Open ticktoo opened this issue 3 months ago • 22 comments

Checklist

  • [x] I have searched the existing issues
  • [x] I am filing a feature request, not a bug report
  • [x] I am ready to accept that this feature bypasses safety rails and may lead to data loss

Describe the feature

Add a zpool import flag that tells ZFS to import a pool in whatever degraded state is possible, ignoring missing mirrors, dead SLOGs, stale L2ARCs, corrupted siblings, etc.

Sarcastic working title:

--ignore-any-fuckshit-and-import-the-pool=on

Polite name: --force-degraded.


Motivation

Right now, importing a pool after a failure feels like an escape room puzzle:

  • Lose half a mirror → “device unavailable.”
  • Controller renumbers disks → “no such pool available.”
  • SLOG device missing → must know -m.
  • Multihost mismatch → must know -o multihost=off.
  • Uberblock dirtied → must know -F, -X, sometimes even -T.
  • Wrong guess? Try again after another reboot.

Admins end up doing low-level gymnastics: unbinding PCI devices, nuking labels with zpool labelclear, running zdb -e spelunking sessions, or giving up entirely.

All while knowing perfectly well that the surviving mirror leaf has the data and could serve it right now if only ZFS would stop clutching its pearls.


Proposed Behavior

  • New flag: --force-degraded (alias for --ignore-any-fuckshit-and-import-the-pool=on).

  • If at least one top-level vdev has a valid uberblock:

    • Import it, degraded.
    • Mark missing children as UNAVAIL.
    • Allow missing SLOGs (with a clear warning: “sync writes between txg N and N+M are lost”).
    • Drop L2ARC devices silently.
    • Set failmode=continue.
  • Print a giant red banner in zpool status warning that the pool was imported under extreme force.


Why this is important

  • Real-world reliability = integrity and availability. Refusing to import when salvageable data exists is availability sabotage.
  • Ops pressure: In an outage, admins don’t want a manpage scavenger hunt. They want their pool back now, then they’ll fix/replace devices.
  • Consistency with existing force flags: We already have -F, -X, -m. This proposal just acknowledges what operators are already doing — but in a documented, supported way.
  • Retention: Right now many users ragequit ZFS in exactly these scenarios. A clear override switch would prevent that.

Alternatives

  • Keep forcing users into zdb -e wizardry and sysfs voodoo.
  • Watch more production deployments ditch ZFS because it’s “too stubborn when things go wrong.”

Additional context

This proposal doesn’t weaken defaults. The conservative import behavior remains unchanged. But for those moments when you know what you’re doing and just need to punch through:

Give us the nuclear override switch. When disks are dying, I don’t need a lecture about transaction groups. I need my pool back, even if it’s limping and bleeding.


🔥 Suggested flag name:

--ignore-any-fuckshit-and-import-the-pool=on

Acceptable compromise: --force-degraded.

Thank you for your consideration, Sebastian.

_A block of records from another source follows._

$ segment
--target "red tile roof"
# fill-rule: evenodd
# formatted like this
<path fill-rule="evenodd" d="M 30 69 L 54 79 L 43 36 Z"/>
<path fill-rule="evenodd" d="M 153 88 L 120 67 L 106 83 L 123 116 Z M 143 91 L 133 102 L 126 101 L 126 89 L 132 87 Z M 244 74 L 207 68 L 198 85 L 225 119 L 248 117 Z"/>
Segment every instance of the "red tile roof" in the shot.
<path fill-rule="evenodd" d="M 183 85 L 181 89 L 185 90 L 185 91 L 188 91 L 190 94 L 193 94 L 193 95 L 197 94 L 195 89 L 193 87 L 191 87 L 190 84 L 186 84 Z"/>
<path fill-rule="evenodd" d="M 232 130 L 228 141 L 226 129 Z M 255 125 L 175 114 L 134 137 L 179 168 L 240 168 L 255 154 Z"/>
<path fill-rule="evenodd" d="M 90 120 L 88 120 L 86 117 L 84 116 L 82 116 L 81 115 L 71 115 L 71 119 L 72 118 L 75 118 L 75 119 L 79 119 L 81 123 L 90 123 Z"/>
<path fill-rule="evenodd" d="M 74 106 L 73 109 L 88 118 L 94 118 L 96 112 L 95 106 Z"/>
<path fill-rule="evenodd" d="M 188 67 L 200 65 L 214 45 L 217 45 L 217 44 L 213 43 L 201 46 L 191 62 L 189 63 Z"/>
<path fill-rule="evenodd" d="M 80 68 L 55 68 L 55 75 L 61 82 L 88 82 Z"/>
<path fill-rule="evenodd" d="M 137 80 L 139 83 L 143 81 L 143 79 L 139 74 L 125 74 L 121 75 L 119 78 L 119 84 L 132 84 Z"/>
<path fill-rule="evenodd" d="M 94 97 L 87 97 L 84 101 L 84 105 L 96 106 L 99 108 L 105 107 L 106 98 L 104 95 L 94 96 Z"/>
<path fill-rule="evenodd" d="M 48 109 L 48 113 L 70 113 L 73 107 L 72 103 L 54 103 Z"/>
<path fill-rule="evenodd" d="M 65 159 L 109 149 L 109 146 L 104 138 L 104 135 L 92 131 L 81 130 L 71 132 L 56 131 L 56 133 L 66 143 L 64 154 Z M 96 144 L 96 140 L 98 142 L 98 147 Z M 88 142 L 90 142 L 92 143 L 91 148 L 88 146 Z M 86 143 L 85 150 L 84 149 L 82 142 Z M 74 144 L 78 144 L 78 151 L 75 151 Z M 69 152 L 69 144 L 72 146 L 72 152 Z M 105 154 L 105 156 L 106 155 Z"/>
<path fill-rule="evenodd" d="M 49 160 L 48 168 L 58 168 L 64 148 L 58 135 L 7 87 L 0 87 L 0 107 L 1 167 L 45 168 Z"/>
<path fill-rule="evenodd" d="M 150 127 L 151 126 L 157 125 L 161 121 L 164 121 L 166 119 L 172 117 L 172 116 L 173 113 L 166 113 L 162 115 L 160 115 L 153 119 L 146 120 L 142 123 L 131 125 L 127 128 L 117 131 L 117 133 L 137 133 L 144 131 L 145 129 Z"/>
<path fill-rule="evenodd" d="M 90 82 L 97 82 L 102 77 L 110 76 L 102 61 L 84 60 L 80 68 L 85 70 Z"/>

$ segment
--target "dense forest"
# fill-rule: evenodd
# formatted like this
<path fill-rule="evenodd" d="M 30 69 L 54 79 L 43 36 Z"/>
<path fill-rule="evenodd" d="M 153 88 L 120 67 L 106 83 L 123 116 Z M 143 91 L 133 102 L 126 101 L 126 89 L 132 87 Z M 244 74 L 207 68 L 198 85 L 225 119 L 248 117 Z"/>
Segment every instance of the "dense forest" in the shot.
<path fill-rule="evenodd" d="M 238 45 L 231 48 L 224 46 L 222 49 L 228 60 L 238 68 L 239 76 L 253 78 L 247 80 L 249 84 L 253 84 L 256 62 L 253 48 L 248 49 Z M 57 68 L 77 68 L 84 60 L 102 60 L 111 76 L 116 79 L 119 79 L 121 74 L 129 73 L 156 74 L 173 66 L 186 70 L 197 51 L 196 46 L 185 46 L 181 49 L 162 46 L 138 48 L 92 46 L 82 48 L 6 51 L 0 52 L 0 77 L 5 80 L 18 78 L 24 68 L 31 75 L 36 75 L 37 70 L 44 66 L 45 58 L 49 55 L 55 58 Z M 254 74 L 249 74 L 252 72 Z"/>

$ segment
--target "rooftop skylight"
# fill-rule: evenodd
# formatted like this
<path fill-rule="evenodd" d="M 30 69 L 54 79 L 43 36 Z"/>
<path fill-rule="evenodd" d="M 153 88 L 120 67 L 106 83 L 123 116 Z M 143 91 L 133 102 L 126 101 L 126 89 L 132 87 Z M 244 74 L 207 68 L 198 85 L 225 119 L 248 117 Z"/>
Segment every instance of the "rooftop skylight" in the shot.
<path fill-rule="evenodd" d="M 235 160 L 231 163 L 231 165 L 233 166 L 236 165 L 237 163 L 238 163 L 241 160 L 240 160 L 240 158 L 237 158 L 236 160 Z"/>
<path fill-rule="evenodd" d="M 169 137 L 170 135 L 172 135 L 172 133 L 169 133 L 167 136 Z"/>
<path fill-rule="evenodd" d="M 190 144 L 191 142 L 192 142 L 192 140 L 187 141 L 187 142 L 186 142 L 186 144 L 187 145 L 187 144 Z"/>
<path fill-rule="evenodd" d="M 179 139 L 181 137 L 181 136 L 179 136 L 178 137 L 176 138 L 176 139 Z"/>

ticktoo avatar Sep 08 '25 09:09 ticktoo

You mentioned the zpool import -FX flags already, but these zfs module params can be useful for disaster recovery as well:

spa_load_verify_data
spa_load_verify_metadata
zfs_scan_ignore_errors
zfs_max_missing_tvds

tonyhutter avatar Sep 08 '25 16:09 tonyhutter

I recently had two incidents when one disk of an intact mirror died. In both cases the pool was online (degraded) and writable until the next reboot. After the reboot (and probably caused by disk-renumbering) the pool wasn't importable in any way. I tried all suitable options based from google, the manuals and even a LLM. In general, the available options are -m -f -X -F and -d. No combination succeeded. In a disaster recovery situation, your options end with the end of the manual.

This is extremely frustrating: you know, your data is intact on one disc (and worked on that one disk until the reboot) and could be used i.e. for a lxc copy container secondhost: (which is not possible on r/o-pool), but the zfs system prevents that for integrity reasons.

On my task list for the next months are several physical machines I have to redeploy to remove ZFS as a mirroring layer back to mdadm. Then, zfs pools will be installed on top of mdadm, as mdadm has never refused to start an array when it was possible.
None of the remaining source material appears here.